Auch für die Juden aus dem Reichsgebiet und aus dem `Protektorat Böhmen und Mähren´ wurde das Getto Piaski bald zu einer Durchgangsstation auf dem Weg in den Untergang. Am 22. Juni 1942 begann ihr Abtransport in das Vernichtungslager Sobibor. Im Februar 1943 wurde das Getto Piaski aufgelöst, nachdem die letzten Bewohnerinnen und Bewohner die Reise in den Tod angetreten hatten.
Auch für Gertrud, Arthur, Ernst und Edith Grünfeld war Piaski die letzte Station ihres Lebensweges. Zu den Opfern des nationalsozialistischen Völkermords an den Juden gehört ebenfalls Arthur Grünfelds Sohn Hans aus seiner ersten Ehe mit Toni Grünfeld, geb. Arfeld. Ihre Namen sind auf dem Gedenkstein zu lesen, der 1963 auf dem Jüdischen Friedhof in Flacht enthüllt wurde und an die jüdischen Mitbürgerinnen und Mitbürger erinnert, die den Holocaust nicht überlebten und nirgendwo begraben wurden.
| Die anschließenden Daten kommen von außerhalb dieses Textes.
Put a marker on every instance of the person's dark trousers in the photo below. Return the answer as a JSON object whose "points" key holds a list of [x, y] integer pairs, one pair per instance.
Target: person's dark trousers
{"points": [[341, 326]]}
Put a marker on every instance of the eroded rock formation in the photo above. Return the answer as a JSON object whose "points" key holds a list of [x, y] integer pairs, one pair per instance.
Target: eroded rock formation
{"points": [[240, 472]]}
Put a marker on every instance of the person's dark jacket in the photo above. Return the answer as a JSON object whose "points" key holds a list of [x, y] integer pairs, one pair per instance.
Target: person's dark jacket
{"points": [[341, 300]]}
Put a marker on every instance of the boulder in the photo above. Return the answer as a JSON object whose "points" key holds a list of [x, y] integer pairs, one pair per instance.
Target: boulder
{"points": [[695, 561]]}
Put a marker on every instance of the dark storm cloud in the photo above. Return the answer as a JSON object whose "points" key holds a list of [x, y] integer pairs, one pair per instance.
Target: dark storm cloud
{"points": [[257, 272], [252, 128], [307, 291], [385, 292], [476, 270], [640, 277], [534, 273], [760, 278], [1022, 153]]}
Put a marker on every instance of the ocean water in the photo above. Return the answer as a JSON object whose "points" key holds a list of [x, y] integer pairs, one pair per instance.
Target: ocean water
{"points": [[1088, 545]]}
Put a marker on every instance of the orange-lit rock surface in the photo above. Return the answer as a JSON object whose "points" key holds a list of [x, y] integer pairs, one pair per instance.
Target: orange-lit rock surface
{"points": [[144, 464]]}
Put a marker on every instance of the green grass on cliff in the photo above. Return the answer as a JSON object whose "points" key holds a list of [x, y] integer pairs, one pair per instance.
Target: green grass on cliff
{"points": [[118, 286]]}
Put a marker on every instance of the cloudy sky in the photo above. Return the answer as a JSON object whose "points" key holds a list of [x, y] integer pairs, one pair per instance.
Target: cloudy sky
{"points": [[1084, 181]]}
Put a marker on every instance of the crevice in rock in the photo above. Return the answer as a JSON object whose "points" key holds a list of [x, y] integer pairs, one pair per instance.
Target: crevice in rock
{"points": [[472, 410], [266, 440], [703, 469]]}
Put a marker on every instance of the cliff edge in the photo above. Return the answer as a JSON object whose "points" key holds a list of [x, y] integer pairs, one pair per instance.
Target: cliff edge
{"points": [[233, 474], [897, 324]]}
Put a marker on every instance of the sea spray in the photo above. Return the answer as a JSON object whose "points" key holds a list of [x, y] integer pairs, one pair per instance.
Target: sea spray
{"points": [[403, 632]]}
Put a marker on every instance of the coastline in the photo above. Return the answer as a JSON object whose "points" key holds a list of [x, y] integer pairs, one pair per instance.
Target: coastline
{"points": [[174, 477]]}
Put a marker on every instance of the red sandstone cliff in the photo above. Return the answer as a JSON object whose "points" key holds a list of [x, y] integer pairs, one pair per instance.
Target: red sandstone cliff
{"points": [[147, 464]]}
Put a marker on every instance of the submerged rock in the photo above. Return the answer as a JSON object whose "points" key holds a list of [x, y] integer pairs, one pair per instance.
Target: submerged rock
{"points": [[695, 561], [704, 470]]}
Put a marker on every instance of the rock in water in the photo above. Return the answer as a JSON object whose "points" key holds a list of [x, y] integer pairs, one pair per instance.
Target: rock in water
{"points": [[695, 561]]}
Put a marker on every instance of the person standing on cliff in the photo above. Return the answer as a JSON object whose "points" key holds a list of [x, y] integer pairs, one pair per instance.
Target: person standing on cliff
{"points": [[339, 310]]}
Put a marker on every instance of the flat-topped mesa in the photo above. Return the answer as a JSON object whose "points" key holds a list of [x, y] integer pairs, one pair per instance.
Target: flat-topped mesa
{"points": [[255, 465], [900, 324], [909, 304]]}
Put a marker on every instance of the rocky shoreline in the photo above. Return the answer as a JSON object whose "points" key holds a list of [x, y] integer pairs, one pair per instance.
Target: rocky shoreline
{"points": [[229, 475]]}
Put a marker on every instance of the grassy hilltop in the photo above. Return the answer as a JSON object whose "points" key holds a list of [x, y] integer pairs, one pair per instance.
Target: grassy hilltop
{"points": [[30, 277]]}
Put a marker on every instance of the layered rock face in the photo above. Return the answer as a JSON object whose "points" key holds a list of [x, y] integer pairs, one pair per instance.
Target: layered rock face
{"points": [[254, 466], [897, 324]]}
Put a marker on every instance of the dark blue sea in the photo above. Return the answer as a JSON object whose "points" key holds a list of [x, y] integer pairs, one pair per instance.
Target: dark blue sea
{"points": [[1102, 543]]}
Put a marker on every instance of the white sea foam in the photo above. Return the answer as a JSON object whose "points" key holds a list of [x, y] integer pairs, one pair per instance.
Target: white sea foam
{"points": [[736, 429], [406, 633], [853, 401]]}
Stolpersteine erinnern auch an Gertrud Grünfelds Mutter Johanna Horwitz und an ihre Geschwister Elfriede, Hugo und Kurt Horwitz (siehe: www.stolpersteine-hamburg.de).
Stand: April 2019
© Klaus Möller
Quellen: Gedenkbuch. Opfer der Verfolgung der Juden unter der nationalsozialistischen Gewaltherrschaft in Deutschland 1933–1945, Bundesarchiv (Hrsg.), Koblenz 2006; Yad Vashem. The Central Database of Shoa Victims´ Names: www.yadvashem.org; Gedenkbuch. Hamburger Jüdische Opfer des Nationalsozialismus, Hamburg 1995; Harburger Opfer des Nationalsozialismus, Bezirksamt Harburg (Hrsg.), Hamburg-Harburg 2002, Alfred Gottwald, Diana Schulle, Die `Judentransporte aus dem Deutschen Reich 1941–1945, Wiesbaden 2005, Harburger Adressbücher; Eberhard Kändler, Gil Hüttenmeister, Der jüdische Friedhof in Harburg, Hamburg 2004; Wilhelm Kuhlmann, Die Juden in Flacht und Niederneisen. Von den Anfängen bis zum Untergang, Flacht und Niederneisen 1999; https://www.holocaust-erinnerungsmal-badnauheim.com, eingesehen am 16.11.2017; http//www.alemannia-judaica.de/flacht_synagoge.de, eingesehen am 17.11.2017; Staatsarchiv Hamburg StaHH 332-5, 12913 Standesämter.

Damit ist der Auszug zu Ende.